One of such forms of glorified oppression is taxation. In 1803 Jean Baptiste de Say, one of the most prominent thinkers of the Austrian school of economics showed that taxation can never be considered as a part of an some implicitly voluntary exchange between citizens and government, since it is always based on coercion. He concluded that, since the process of redistributing resources by taxation is based on incomplete knowledge of the market, it will naturally result in diversion of resources from productive uses into wasteful governmental expenditures.

Proponents of redistribution tell us that the man is selfish in his nature, and therefore only taxes imposed by the threat of violence can make him contribute to social causes. What they fail to mention is that taxation is always moving money from the hands of many (people) into the hands of the few (government officials), so if the selfishness argument was true then the ones in charge of handling this money would have all the incentives to be selfish too and we would never see any social benefit at all.
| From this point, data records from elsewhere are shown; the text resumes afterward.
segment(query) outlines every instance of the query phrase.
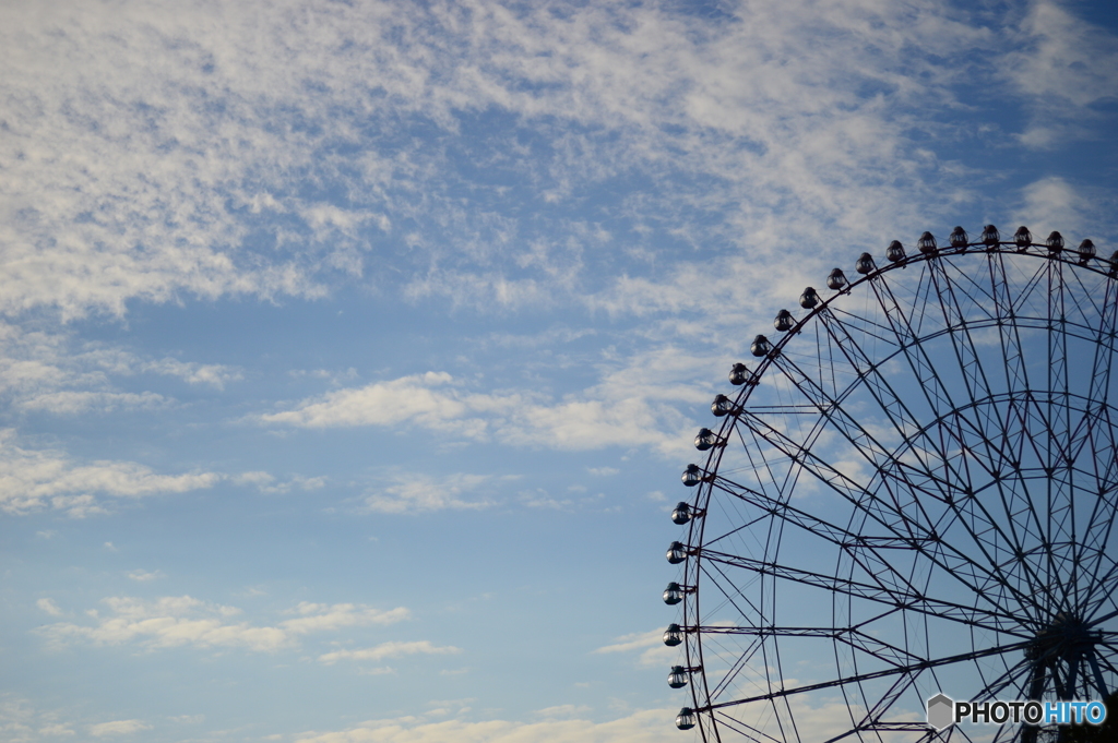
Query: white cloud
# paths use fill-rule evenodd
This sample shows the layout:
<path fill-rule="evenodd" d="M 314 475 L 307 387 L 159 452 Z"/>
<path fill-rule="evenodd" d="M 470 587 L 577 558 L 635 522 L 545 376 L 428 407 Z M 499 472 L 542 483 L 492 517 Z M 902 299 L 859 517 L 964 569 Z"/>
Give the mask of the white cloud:
<path fill-rule="evenodd" d="M 141 583 L 148 583 L 150 581 L 159 580 L 160 578 L 167 578 L 162 570 L 146 571 L 146 570 L 133 570 L 129 573 L 129 578 Z"/>
<path fill-rule="evenodd" d="M 307 733 L 296 743 L 679 743 L 672 725 L 679 709 L 648 709 L 620 720 L 490 720 L 429 722 L 426 717 L 370 721 L 344 731 Z M 580 714 L 571 711 L 571 714 Z M 435 715 L 432 715 L 435 716 Z"/>
<path fill-rule="evenodd" d="M 151 730 L 151 725 L 139 720 L 115 720 L 110 723 L 98 723 L 89 725 L 89 735 L 94 737 L 107 737 L 111 735 L 132 735 L 145 730 Z"/>
<path fill-rule="evenodd" d="M 154 392 L 50 392 L 20 401 L 25 410 L 42 410 L 55 415 L 78 412 L 108 412 L 119 409 L 153 410 L 164 408 L 170 400 Z"/>
<path fill-rule="evenodd" d="M 34 451 L 15 445 L 15 432 L 0 431 L 0 509 L 26 513 L 44 507 L 73 516 L 103 513 L 94 496 L 142 497 L 212 487 L 217 473 L 159 475 L 132 461 L 79 464 L 59 451 Z"/>
<path fill-rule="evenodd" d="M 148 649 L 192 645 L 199 648 L 239 647 L 257 652 L 274 652 L 293 646 L 312 632 L 337 631 L 345 627 L 391 625 L 408 619 L 400 607 L 379 610 L 351 603 L 319 604 L 303 602 L 291 613 L 297 615 L 275 626 L 234 622 L 240 609 L 210 603 L 189 596 L 163 597 L 145 601 L 132 597 L 111 597 L 102 601 L 106 616 L 94 612 L 96 623 L 58 622 L 36 630 L 48 644 L 63 647 L 84 641 L 94 645 L 138 642 Z"/>
<path fill-rule="evenodd" d="M 369 511 L 380 513 L 421 513 L 428 511 L 487 508 L 485 498 L 464 498 L 492 480 L 487 475 L 454 474 L 445 477 L 414 473 L 395 478 L 364 498 Z"/>
<path fill-rule="evenodd" d="M 693 425 L 678 406 L 693 409 L 707 400 L 702 388 L 690 383 L 697 370 L 705 371 L 695 354 L 662 347 L 627 359 L 599 384 L 561 400 L 527 390 L 470 392 L 445 372 L 427 372 L 330 392 L 259 420 L 303 428 L 411 423 L 512 446 L 563 450 L 638 446 L 679 455 L 686 450 Z M 430 489 L 418 480 L 408 487 L 420 495 L 401 493 L 381 503 L 435 497 L 421 495 Z"/>
<path fill-rule="evenodd" d="M 446 193 L 462 175 L 442 149 L 398 136 L 461 134 L 482 111 L 519 122 L 479 158 L 530 181 L 533 208 L 636 175 L 650 188 L 616 207 L 634 234 L 671 225 L 691 245 L 748 247 L 752 265 L 781 248 L 804 256 L 835 230 L 871 237 L 885 219 L 915 227 L 951 207 L 940 185 L 955 165 L 928 147 L 965 127 L 942 115 L 959 105 L 953 86 L 985 75 L 960 59 L 1078 109 L 1116 77 L 1111 37 L 1051 2 L 994 19 L 1015 35 L 932 0 L 727 3 L 718 19 L 616 3 L 266 6 L 0 10 L 9 309 L 320 296 L 330 272 L 489 309 L 581 292 L 595 248 L 628 240 L 594 221 L 555 220 L 555 235 L 463 206 Z M 950 38 L 953 54 L 929 38 Z M 518 152 L 521 125 L 550 160 Z M 342 184 L 347 199 L 301 194 L 306 181 Z M 386 260 L 383 239 L 414 260 Z"/>
<path fill-rule="evenodd" d="M 462 652 L 461 648 L 453 646 L 436 646 L 428 640 L 416 640 L 411 642 L 381 642 L 372 648 L 362 650 L 334 650 L 319 656 L 319 660 L 326 665 L 332 665 L 339 660 L 383 660 L 385 658 L 397 658 L 404 655 L 454 655 Z"/>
Instead, the taxation scam can happen precisely because people want to spend money on social causes, it's just more convenient to them to not think of it and simply send a lump sum every year to an abstract government entity. So the real question is not whether people are inherently selfish or altruistic, but whether taxation under threat of violence can provide better social outcomes than the free market, and if it does, is the benefit so big that we should ignore the obvious moral problem of violent coercion?
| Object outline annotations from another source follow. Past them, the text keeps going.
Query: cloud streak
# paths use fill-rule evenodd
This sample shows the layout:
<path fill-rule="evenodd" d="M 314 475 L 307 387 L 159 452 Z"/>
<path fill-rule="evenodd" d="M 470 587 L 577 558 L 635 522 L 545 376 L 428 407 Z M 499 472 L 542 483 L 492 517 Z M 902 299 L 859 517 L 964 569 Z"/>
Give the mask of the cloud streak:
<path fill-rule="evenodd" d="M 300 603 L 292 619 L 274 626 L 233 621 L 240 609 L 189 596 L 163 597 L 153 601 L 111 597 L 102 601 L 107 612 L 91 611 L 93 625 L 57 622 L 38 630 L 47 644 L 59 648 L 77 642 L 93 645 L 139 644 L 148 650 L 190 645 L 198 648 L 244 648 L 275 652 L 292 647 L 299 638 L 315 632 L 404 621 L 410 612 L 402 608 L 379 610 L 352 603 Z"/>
When people decide to trade with each other it is because the subjective value of what they get is higher than the value of what they agree to give up in exchange. Consequently, when people are not coerced by physical violence or by its threat, the trade benefits all the participants involved. On the other hand, any coerced trade must result in a loss to at least one participant. Taxation is the prototypical case in which this violation occurs, since it is the ultimate threat of imprisonment which convinces citizens not to resist tax collectors. It follows that taxation must benefit the tax consumer and penalize the tax payer.

Overall the tax system imposes a dead-weight loss on the economy, meaning that a large part of trade that would happen without taxation will not happen and marginal businesses, that would break even without tax will have to go out of business. Furthermore if the corporate taxes become too high, businesses start freezing investment, transferring capital into tax-havens, accumulating credit. In other words, there are huge negative externalities to taxation that are rarely mentioned (and evaluated against the benefits) in the public discourse. In my upcoming articles I will try to dive deeper into corporate income tax and its negative effects on economy.